On the front lines of Twitter linguistics

« previous post | next post »

I have a piece in today's New York Times Sunday Review section, "Twitterology: A New Science?" In the limited space I had, I tried to give a taste of what research is currently out there using Twitter to build various types of linguistic corpora. Obviously, there's a lot more that could be said about these projects and other fascinating ones currently underway. Herewith a few notes.

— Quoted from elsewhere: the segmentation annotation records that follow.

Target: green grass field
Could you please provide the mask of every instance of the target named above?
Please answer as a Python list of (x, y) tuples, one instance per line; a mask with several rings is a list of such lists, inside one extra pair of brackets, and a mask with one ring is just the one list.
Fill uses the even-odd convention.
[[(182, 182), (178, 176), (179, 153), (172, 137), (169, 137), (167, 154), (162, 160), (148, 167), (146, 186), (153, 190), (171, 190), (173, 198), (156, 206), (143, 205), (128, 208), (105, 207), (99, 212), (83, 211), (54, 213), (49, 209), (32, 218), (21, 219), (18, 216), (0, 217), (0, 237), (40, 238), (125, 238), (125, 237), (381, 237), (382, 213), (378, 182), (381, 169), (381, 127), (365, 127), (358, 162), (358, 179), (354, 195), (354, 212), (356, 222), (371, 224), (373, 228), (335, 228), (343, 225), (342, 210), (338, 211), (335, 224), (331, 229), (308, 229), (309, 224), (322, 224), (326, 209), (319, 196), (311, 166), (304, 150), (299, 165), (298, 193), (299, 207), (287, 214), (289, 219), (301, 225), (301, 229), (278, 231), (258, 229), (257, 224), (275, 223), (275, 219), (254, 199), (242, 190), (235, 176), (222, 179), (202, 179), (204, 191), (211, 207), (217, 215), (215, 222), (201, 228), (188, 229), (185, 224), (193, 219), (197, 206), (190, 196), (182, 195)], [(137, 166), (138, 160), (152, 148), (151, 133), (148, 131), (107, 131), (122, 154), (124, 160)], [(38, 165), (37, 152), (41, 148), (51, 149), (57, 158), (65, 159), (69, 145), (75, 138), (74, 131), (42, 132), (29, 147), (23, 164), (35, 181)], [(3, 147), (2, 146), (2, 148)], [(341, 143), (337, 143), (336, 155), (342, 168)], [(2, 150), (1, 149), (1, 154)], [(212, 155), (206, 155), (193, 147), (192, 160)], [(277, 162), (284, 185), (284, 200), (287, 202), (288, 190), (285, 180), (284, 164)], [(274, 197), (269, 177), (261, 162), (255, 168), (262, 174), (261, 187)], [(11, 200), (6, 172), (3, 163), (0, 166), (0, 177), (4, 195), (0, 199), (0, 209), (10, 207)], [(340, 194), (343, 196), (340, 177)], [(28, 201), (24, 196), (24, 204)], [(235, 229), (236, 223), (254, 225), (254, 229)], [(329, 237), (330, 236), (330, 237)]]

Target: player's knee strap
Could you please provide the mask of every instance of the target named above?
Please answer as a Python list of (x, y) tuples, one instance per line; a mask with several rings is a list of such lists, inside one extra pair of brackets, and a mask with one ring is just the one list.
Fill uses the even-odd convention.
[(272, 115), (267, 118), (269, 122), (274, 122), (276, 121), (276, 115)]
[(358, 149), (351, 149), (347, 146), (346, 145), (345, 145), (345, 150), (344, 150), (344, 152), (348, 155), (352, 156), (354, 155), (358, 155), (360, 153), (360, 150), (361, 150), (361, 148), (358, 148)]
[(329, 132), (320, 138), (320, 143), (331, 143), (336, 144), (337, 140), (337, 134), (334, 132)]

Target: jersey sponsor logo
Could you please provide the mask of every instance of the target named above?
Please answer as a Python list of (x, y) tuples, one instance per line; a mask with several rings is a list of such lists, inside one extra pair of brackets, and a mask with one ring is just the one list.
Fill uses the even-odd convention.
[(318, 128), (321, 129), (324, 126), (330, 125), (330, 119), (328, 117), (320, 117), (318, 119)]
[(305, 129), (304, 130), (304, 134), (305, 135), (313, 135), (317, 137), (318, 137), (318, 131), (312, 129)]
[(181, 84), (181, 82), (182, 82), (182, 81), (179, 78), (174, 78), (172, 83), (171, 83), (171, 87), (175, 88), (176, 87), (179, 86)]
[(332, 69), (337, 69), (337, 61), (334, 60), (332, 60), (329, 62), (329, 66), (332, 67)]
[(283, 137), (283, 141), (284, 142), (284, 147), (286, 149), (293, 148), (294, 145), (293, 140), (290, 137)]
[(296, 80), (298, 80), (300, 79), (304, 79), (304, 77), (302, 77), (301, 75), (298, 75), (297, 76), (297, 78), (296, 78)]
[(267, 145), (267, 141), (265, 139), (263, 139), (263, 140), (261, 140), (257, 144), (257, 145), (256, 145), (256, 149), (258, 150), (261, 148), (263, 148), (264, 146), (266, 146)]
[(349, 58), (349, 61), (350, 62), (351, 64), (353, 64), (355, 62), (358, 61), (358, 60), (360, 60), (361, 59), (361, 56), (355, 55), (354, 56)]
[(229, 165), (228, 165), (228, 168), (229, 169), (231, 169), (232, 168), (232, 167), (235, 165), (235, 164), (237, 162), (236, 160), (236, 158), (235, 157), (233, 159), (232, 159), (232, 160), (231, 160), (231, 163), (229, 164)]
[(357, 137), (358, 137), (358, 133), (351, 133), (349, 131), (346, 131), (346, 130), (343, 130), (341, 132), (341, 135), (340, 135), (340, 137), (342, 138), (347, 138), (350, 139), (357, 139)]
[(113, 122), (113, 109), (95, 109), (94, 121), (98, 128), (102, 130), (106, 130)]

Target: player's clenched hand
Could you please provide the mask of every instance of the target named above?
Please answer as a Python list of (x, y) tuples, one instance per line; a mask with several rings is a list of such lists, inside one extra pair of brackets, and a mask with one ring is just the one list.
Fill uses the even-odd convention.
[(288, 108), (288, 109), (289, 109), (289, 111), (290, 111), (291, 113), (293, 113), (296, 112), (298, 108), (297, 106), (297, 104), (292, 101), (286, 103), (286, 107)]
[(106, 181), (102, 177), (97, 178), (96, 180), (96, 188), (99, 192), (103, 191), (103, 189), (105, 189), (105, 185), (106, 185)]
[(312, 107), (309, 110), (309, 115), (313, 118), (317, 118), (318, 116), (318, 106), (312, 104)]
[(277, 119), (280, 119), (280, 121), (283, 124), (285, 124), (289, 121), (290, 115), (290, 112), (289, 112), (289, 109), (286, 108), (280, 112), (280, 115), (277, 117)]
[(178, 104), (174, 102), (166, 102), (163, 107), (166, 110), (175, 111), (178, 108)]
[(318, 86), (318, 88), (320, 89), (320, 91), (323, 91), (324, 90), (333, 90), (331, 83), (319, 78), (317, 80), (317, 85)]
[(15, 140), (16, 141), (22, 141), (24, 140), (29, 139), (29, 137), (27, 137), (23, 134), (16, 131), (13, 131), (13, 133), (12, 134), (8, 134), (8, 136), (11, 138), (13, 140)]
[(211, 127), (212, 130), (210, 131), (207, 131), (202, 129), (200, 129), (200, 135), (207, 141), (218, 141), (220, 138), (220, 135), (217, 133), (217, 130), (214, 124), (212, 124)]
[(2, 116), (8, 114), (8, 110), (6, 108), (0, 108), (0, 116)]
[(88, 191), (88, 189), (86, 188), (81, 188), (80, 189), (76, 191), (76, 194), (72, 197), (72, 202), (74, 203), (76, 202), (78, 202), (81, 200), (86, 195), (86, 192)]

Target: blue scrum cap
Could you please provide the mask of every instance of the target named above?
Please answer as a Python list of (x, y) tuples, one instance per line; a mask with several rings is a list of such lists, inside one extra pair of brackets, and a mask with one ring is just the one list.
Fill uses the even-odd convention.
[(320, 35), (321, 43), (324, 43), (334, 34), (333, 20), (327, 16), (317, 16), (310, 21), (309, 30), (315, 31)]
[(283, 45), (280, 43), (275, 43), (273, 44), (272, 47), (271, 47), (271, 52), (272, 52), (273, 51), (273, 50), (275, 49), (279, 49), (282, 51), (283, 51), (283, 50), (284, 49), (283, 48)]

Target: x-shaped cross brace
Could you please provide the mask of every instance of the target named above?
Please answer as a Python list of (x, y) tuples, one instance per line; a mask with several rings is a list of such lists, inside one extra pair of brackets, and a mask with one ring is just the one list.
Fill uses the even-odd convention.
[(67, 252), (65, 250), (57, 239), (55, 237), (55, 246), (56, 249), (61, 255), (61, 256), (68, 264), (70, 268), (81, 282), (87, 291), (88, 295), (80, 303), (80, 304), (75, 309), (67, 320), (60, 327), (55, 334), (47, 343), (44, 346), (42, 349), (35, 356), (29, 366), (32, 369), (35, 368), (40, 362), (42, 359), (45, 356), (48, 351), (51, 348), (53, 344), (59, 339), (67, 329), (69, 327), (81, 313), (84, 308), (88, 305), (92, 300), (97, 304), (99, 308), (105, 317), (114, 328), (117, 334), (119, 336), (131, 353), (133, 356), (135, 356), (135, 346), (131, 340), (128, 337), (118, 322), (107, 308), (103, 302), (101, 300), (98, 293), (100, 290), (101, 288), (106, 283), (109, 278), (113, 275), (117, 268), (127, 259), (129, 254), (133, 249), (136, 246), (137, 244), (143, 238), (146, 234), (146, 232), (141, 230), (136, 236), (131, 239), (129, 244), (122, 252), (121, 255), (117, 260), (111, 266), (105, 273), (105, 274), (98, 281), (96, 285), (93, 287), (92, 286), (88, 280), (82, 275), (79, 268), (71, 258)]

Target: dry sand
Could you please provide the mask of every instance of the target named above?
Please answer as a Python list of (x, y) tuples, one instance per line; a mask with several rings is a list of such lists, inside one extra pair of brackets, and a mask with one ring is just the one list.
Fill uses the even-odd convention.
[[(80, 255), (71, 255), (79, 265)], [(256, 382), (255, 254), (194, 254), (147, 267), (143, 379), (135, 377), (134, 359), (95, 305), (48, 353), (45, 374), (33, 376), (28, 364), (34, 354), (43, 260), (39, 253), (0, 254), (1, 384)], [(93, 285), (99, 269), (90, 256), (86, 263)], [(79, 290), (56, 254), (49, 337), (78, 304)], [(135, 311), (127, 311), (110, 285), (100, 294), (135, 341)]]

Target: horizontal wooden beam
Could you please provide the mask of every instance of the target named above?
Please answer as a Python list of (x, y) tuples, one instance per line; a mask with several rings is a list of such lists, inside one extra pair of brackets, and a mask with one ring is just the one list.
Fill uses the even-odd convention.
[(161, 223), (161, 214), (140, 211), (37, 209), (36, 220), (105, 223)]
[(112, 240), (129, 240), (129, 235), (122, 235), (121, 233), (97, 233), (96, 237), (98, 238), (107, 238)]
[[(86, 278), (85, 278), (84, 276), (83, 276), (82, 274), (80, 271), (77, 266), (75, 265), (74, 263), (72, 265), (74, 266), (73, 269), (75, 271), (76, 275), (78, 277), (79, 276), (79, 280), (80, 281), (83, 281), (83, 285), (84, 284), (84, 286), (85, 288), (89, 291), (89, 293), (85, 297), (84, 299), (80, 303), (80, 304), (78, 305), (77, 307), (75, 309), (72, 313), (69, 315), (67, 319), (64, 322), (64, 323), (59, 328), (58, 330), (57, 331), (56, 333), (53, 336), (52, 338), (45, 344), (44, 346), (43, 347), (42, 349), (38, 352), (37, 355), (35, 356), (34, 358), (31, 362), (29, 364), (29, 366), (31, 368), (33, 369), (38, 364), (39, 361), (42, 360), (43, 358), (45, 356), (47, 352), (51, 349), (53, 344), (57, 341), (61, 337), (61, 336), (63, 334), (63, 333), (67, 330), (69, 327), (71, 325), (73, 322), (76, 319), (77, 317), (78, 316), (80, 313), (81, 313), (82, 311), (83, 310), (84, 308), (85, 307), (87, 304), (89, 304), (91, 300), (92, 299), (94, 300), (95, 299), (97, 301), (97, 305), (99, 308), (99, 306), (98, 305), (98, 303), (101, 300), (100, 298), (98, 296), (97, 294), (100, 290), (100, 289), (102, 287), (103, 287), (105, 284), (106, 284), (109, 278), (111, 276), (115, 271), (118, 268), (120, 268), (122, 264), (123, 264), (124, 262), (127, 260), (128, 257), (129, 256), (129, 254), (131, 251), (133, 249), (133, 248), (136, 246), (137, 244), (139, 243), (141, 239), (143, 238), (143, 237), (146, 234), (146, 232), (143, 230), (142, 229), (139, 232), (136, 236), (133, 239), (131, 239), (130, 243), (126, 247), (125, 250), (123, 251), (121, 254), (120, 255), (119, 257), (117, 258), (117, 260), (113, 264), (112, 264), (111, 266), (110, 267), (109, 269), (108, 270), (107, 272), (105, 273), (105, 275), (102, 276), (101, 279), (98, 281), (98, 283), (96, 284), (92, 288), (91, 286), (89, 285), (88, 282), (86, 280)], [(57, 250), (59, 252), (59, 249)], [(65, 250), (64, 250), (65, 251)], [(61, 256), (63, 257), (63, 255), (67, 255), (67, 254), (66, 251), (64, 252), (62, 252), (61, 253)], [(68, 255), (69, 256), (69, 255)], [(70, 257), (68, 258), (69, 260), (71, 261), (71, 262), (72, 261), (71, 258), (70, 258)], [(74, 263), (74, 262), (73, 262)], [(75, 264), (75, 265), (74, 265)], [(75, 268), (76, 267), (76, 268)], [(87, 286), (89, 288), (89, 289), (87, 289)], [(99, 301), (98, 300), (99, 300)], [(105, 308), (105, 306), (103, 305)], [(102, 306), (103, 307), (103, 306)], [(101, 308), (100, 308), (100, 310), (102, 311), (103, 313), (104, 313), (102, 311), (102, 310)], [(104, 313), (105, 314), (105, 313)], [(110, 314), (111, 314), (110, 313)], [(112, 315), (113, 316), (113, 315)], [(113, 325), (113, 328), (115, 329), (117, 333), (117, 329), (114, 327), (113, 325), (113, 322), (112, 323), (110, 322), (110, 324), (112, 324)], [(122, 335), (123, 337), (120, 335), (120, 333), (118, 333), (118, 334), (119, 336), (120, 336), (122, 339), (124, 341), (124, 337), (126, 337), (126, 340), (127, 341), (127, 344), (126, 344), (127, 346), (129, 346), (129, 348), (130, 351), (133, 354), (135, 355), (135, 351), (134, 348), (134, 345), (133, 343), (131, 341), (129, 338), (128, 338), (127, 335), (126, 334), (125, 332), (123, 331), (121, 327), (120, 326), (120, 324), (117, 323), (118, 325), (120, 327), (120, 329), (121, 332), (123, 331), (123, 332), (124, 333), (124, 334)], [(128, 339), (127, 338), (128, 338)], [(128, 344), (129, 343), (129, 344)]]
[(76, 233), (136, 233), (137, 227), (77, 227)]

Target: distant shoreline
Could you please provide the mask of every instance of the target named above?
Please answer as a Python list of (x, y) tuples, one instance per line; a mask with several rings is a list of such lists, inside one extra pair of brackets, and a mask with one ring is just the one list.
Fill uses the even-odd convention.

  • Fellow Language Logger David Beaver and research assistants Joey Frazee and Christopher Brown at the University of Texas were extremely generous with their time and energy when I asked for some insta-analysis of tweets from Libya after the news broke of Qaddafi's death. Since then, they've been connecting up their new analysis with the work they did on tweets from Libya earlier in the year. But I'll let David talk more about this research, and how it fits into the larger project, "Modeling Discourse and Social Dynamics in Authoritarian Regimes." [Update: David follows up here.]
  • Twitter-based sentiment analysis first got some attention a couple of years ago when James Pennebaker, Roger Booth, Teal Pennebaker, and Chris Wilson created the website AnalyzeWords, which provides on-the-fly analysis of a person's Twitter feed by using the text analysis program Linguistic Inquiry and Word Count (LIWC). The work of Pennebaker and his colleagues with LIWC has been discussed on Language Log in the past (here, here, here, here, and here). LIWC is also explored in great detail in Pennebaker's book The Secret Life of Pronouns, which I reviewed for The New York Times Book Review. (The book opens with some discussion of Twitter and AnalyzeWords, but it goes on to consider a wide array of corpora analyzed with LIWC.)
  • My look at dialectal variation on Twitter was based on work done by the Carnegie Mellon researchers Jacob Eisenstein, Brendan O'Connor, Noah A. Smith, and Eric P. Xing. You can check out their EMNLP 2010 paper, "A Latent Variable Model for Geographic Lexical Variation," and the slides from their LSA 2011 presentation, "Statistical Exploration of Geographical Lexical Variation in Social Media." Eisenstein is headed to a teaching job at Georgia Tech's School of Interactive Computing, but Twitter-based studies at CMU are sure to continue. A new addition to Carnegie Mellon's stable of Twitterologists is David Bamman, who Language Log readers may know from the Lexicalist project he undertook to create map visualizations of American English variation on Twitter. (See here for a guest post by Bamman about Lexicalist.)
  • Eisenstein and Bamman are currently conducting research with Tyler Schnoebelen of Stanford University that looks at how gender plays a role in language variation on Twitter. But they're going well beyond simply analyzing which language forms are associated with women and which are associated with men. Using information on people's Twitter followers, they can also take into consideration the gender makeup of people's networks. Thus, a man with a predominantly female network may show different linguistic patterns compared to a man with a male or mixed network. Earlier today, at NWAV 40, Schnoebelen presented some of his research on one aspect of Twitter discourse, emoticons. The abstract of his paper includes this great line: "Emoticons with noses are historically older." It's true! Not only that, but emoticons with noses, like :-), show distinctly different patterns of distribution than the noseless kind, like :) . Noseless emoticons tend to be used by younger Twitter users and are associated with more informal discourse. Women use them more than men, too, but women use more of all types of emoticons. I'll be looking forward to the definitive study of emoticon nosedness. [Update: Slides from Schnoebelen's NWAV talk are here.]


  1. Brett Bobley said,

    October 30, 2011 @ 7:55 pm

    Great piece in the Times, Ben. Some really interesting work. And thanks for this additional information.

  2. grackle said,

    October 30, 2011 @ 8:58 pm

    Thanks for an interesting article. I guess I would have to count myself among those who cannot fathom the popularity of Twitter. I can understand linguistic study of it, but can in no way understand why people participate in it or what it means to them that they do.

  3. David Y. said,

    October 30, 2011 @ 11:27 pm

    Fascinating. I've been on the net since the mid-80s, and I've always used the noseless emoticons and can't figure out what to do with the nosed variety.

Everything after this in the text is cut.